Figure 3 shows the distribution of false negatives per semantic type (see 4), for both the development and the test set. We notice that the entity types MISC, DEM and ORG are substantially more difficult to handle that the other entity types. For MISC and DEM, this difficulty seems to stem primarily from the difficulty to detect the occurrences of those entities, as, in contrast to the other entity types, they do not correspond to named entities and may take a broad variety of forms. For ORG, the proportion of false negatives stems from the fact that masking decisions related to this type of organizations seem to be particularly difficult – even for human annotators, as evidenced by the relatively large proportion of QUASI vs. NO_MASK disagreements for this entity type (see Table 12).
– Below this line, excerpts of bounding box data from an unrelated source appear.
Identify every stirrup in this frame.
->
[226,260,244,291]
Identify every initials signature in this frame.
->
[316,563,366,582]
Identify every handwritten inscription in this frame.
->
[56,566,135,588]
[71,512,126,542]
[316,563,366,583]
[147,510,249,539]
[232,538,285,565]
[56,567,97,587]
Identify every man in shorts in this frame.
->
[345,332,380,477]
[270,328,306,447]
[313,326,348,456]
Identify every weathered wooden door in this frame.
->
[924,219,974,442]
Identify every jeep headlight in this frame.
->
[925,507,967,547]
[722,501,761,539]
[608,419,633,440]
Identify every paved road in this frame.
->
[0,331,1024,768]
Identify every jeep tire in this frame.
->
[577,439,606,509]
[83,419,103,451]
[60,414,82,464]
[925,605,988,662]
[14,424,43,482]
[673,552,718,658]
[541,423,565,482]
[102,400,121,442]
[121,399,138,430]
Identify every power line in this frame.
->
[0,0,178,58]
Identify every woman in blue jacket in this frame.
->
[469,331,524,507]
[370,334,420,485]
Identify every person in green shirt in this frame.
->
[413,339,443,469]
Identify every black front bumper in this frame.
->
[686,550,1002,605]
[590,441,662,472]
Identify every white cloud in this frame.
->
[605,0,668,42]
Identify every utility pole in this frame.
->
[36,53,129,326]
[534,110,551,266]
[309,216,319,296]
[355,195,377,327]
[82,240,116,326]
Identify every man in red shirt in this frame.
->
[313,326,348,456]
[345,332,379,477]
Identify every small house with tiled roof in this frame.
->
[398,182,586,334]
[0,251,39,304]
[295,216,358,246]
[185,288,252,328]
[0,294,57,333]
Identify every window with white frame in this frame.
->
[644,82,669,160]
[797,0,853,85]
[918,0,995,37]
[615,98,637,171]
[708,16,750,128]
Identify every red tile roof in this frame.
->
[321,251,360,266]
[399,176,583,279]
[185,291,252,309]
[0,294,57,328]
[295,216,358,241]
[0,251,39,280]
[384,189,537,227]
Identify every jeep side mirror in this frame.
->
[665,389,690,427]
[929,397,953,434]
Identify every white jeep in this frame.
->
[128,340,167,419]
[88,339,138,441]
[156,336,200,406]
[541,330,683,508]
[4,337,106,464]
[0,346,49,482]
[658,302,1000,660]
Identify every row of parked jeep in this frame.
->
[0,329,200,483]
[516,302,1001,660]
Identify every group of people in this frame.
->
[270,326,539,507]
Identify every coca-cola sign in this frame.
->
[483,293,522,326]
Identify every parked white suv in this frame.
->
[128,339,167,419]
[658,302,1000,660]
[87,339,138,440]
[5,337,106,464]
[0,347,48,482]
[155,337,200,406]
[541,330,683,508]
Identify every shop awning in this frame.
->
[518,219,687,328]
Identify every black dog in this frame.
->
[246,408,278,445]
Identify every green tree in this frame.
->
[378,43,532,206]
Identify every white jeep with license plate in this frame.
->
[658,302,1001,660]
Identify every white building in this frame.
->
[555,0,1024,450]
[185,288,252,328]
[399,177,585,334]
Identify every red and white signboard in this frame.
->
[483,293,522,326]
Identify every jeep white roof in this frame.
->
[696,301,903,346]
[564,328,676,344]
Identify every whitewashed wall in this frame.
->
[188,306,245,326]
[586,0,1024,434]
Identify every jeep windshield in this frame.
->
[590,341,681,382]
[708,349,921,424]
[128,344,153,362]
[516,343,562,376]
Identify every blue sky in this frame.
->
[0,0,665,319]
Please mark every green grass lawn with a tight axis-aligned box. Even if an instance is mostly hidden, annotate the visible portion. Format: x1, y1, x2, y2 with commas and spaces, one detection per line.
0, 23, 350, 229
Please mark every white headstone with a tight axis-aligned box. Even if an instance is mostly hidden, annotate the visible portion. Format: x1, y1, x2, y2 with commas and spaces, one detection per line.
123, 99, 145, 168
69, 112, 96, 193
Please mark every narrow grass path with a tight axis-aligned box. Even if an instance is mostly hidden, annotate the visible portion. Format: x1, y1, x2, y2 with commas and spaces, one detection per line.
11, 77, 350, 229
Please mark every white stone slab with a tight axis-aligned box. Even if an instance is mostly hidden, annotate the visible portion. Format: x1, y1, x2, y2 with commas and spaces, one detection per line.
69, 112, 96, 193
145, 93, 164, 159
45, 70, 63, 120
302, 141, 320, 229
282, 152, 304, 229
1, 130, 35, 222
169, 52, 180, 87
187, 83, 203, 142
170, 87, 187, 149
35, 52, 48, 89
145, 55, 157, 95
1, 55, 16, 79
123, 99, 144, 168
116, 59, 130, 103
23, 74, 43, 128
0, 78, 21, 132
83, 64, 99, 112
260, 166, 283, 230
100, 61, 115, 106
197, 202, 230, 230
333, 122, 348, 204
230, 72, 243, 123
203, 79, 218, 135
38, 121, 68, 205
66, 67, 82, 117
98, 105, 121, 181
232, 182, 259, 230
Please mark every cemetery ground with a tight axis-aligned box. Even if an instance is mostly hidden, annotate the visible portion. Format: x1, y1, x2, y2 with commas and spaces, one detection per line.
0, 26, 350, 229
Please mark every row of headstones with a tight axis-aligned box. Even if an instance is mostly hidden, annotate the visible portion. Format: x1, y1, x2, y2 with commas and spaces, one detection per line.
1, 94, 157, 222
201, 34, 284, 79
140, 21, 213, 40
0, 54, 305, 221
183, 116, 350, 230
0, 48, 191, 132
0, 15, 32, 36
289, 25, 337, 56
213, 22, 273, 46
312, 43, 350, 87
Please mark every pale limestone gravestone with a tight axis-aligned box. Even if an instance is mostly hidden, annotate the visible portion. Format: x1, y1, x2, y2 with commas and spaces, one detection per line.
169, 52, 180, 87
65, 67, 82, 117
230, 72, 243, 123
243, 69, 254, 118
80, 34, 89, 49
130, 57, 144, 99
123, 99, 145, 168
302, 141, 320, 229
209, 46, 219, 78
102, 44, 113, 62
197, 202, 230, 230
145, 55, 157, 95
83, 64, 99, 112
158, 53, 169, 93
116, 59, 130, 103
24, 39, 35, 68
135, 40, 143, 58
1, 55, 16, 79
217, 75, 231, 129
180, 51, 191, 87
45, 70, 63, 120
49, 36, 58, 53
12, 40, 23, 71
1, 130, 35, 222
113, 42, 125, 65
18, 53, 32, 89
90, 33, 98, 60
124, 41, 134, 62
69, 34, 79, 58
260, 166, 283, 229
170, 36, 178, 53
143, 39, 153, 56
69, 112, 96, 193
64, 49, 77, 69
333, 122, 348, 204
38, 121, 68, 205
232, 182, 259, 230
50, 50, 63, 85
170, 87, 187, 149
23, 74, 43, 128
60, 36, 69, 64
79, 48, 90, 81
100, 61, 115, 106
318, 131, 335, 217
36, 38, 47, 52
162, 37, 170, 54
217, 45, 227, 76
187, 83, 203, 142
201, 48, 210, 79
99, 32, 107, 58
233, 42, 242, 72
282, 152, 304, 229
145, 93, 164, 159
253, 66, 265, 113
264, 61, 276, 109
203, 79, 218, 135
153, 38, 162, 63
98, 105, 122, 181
This problem is particularly salient for the mentions of regional courts, which are often mentioned in ECHR court cases, and which often provide indirect cues about the place of residence of the applicant. We also provide in Table 10 a few examples of masking errors, categorized in four distinct error types.

To assess whether the fined-tuned anonymization model could be applied on out-of-domain data (and more specifically on texts outside of the legal domain), we also evaluate its performance on a dataset of Wikipedia biographies that we have manually annotated for text anonymization Papadopoulou et al. (2022). Biographies are rich in personal information of a more general nature since they describe a large number of different individuals.

This dataset, which was constructed as a follow-up to the TAB corpus, consists of 553 biographies, 20 of which were annotated by more than one annotator. The annotation process and guidelines for this dataset were very similar to the process described in Section 4, with each text span being assigned a semantic type and a identifier type. The only substantial difference in the two annotation processes was the absence of annotation for the confidential status of each entity. The dataset is, however, substantially smaller than the TAB corpus, with about 11,217 annotated entities, compared to a total of 108,151 entities for TAB.

Table 11 presents the evaluation results of two anonymization models when applied to this dataset of Wikipedia biographies. The first is the neural NER model presented in Section 7.1, which consists of a RoBERTa language model fine-tuned for Named Entity Recognition on Ontonotes v5. The second model is the Longformer model from Section 7.2, fine-tuned on the training set of TAB.

As we can observe in Table 11, the Longformer model fine-tuned on the training set of TAB can detect a relatively large number of personal information in the Wikipedia biographies, despite the substantial differences in the linguistic form of those texts. In comparison, the generic RoBERTa model trained on the named entities from Ontonotes misses a sizable number of both direct and indirect identifiers.